One of those is their lack of seeing things that don’t work as failure.  Mind you, they easily talk about things that go wrong.   But while many people talk about learning from failure, they still experience failure as- well, failure.  Not so the innovators.  We hear it in their voices;  they absolutely believe that something that doesn’t work is just part of the process moving them forward to success.   It’s just one more experiment from which they can learn.  It has no more emotional impact than that.

That’s probably why they are able to take risks.  What others perceive as risks, they see as opportunities to learn.  Willingness to put oneself on the line is part of innovation.  It’s the difference between having a great idea and an innovation.  (Thousands of patents are issued every year that are never used,  inventions gathering dust because there’s been no personal and/or financial risk taken to act on them.)  Innovators rush in where fools fear to tread.  One of my favorite stories was told by Chuck House, author of the recently published HP Phenomenon.

During David Packard’s annual review at HP Colorado Springs lab, Chuck showed him work he and his team had done on their display box project.  Although they got some enthusiastic comments, the marketing guys said they reviewed it and only 31 people would want a product like it.  [No one understood it what it was- so how would they know they want it?]  Packard’s response was “he didn’t want to see it in the lab when he came back for the next annual review.”  So, Chuck went to his boss saying he could get the project done and into production in less than a year for $300K and team of 4 people.  His boss agreed.  When Packard returned the following year, the finished project was produced for his approval.
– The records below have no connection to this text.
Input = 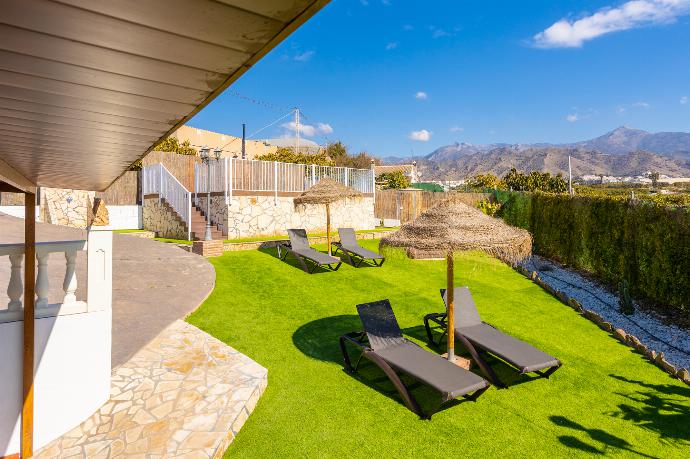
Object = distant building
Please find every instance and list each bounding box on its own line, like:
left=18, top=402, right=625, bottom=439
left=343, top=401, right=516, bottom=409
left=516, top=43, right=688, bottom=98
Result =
left=374, top=161, right=421, bottom=183
left=263, top=137, right=323, bottom=154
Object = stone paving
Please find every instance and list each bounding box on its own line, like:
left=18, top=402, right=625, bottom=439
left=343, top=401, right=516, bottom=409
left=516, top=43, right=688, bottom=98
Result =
left=35, top=320, right=267, bottom=458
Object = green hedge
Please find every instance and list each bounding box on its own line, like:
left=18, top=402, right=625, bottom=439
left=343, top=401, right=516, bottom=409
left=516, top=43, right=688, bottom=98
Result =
left=496, top=193, right=690, bottom=317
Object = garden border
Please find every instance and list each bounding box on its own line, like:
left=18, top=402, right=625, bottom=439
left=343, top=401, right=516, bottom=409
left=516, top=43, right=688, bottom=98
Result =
left=513, top=266, right=690, bottom=386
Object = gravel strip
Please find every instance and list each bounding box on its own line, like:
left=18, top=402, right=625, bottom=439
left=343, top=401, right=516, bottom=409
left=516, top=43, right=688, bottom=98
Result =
left=522, top=255, right=690, bottom=369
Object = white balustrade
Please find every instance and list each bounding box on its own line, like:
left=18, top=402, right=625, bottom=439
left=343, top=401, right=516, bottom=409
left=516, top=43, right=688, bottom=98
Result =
left=141, top=163, right=191, bottom=239
left=194, top=158, right=374, bottom=199
left=0, top=241, right=88, bottom=323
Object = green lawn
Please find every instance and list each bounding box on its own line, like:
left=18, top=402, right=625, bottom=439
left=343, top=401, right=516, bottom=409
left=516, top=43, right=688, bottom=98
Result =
left=189, top=241, right=690, bottom=458
left=150, top=226, right=400, bottom=245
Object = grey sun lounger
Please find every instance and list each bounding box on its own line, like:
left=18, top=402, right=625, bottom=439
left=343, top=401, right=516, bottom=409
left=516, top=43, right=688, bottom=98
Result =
left=331, top=228, right=386, bottom=268
left=424, top=287, right=561, bottom=387
left=340, top=300, right=490, bottom=418
left=278, top=229, right=342, bottom=274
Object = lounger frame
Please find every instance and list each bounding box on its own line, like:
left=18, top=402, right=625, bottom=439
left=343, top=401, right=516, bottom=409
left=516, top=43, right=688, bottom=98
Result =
left=340, top=331, right=491, bottom=419
left=331, top=241, right=386, bottom=268
left=424, top=289, right=562, bottom=389
left=276, top=241, right=343, bottom=274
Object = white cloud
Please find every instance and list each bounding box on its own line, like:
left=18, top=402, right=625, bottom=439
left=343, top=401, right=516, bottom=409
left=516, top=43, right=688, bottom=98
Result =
left=431, top=29, right=450, bottom=38
left=294, top=51, right=316, bottom=62
left=533, top=0, right=690, bottom=48
left=316, top=123, right=333, bottom=135
left=280, top=121, right=333, bottom=137
left=407, top=129, right=433, bottom=142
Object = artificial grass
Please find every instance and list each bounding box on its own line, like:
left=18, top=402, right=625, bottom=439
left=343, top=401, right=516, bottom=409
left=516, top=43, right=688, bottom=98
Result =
left=188, top=241, right=690, bottom=458
left=150, top=226, right=400, bottom=245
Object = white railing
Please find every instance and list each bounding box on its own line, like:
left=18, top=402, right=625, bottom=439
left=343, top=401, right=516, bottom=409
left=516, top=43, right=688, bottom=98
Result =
left=141, top=163, right=191, bottom=240
left=0, top=240, right=87, bottom=323
left=195, top=158, right=374, bottom=197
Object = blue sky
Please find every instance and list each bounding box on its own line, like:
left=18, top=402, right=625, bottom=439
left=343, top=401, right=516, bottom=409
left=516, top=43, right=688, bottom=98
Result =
left=189, top=0, right=690, bottom=156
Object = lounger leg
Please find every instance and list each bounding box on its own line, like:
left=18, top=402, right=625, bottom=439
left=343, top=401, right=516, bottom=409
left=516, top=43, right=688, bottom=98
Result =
left=424, top=312, right=448, bottom=346
left=455, top=333, right=508, bottom=388
left=364, top=350, right=429, bottom=419
left=342, top=249, right=356, bottom=267
left=463, top=386, right=491, bottom=402
left=535, top=363, right=561, bottom=379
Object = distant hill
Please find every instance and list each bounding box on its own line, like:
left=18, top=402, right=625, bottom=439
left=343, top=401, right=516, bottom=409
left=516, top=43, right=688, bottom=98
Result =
left=384, top=127, right=690, bottom=180
left=564, top=127, right=690, bottom=156
left=417, top=147, right=690, bottom=180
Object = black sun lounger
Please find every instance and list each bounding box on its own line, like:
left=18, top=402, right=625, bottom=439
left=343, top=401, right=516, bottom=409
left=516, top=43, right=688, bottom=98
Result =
left=331, top=228, right=386, bottom=268
left=424, top=287, right=561, bottom=387
left=340, top=300, right=490, bottom=418
left=278, top=229, right=342, bottom=274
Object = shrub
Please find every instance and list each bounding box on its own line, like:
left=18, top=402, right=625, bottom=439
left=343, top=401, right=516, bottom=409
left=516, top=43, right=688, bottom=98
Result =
left=376, top=171, right=410, bottom=190
left=497, top=193, right=690, bottom=317
left=477, top=199, right=501, bottom=217
left=256, top=148, right=333, bottom=166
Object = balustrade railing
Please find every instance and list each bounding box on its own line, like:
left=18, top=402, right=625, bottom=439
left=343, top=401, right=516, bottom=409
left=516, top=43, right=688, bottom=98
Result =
left=0, top=240, right=87, bottom=323
left=141, top=163, right=191, bottom=239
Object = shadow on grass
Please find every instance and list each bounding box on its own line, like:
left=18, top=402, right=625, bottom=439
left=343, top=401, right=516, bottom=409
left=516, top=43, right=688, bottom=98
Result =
left=292, top=315, right=482, bottom=413
left=549, top=416, right=657, bottom=458
left=259, top=247, right=345, bottom=274
left=609, top=374, right=690, bottom=445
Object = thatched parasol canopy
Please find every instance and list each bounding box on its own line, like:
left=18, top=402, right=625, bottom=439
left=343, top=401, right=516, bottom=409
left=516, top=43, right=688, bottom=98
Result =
left=295, top=177, right=363, bottom=204
left=380, top=202, right=532, bottom=264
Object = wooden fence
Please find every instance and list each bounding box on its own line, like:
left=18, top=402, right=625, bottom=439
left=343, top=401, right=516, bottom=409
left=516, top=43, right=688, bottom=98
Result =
left=374, top=190, right=491, bottom=223
left=141, top=151, right=196, bottom=191
left=96, top=171, right=141, bottom=206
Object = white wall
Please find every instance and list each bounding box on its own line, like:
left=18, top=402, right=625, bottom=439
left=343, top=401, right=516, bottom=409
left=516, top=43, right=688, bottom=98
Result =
left=0, top=309, right=112, bottom=457
left=101, top=204, right=143, bottom=230
left=0, top=206, right=40, bottom=221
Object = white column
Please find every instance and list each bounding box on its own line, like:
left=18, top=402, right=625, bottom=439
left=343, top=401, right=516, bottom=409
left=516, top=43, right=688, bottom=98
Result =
left=86, top=229, right=113, bottom=311
left=273, top=161, right=278, bottom=206
left=35, top=250, right=50, bottom=308
left=7, top=253, right=24, bottom=311
left=62, top=249, right=77, bottom=305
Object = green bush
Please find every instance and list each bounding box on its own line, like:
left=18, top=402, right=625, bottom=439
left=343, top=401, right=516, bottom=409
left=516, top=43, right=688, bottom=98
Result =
left=496, top=193, right=690, bottom=317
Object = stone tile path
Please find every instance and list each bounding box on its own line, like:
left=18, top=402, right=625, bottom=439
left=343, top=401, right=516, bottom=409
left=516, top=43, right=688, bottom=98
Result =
left=35, top=320, right=267, bottom=458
Packard said he had told the lab to kill it.  Chuck corrected him;  what he had actually said was that he didn’t want to see it in the lab.  Well, it wasn’t in the lab- it was in production.  Ultimately, it was the product that made it possible for everyone to watch Neil Armstrong take his first steps on the moon.    Oh- and David Packard personally awarded him the first and only “HP Medal of Defiance”, something Chuck treasures to this day.  Now that’s a great innovator story!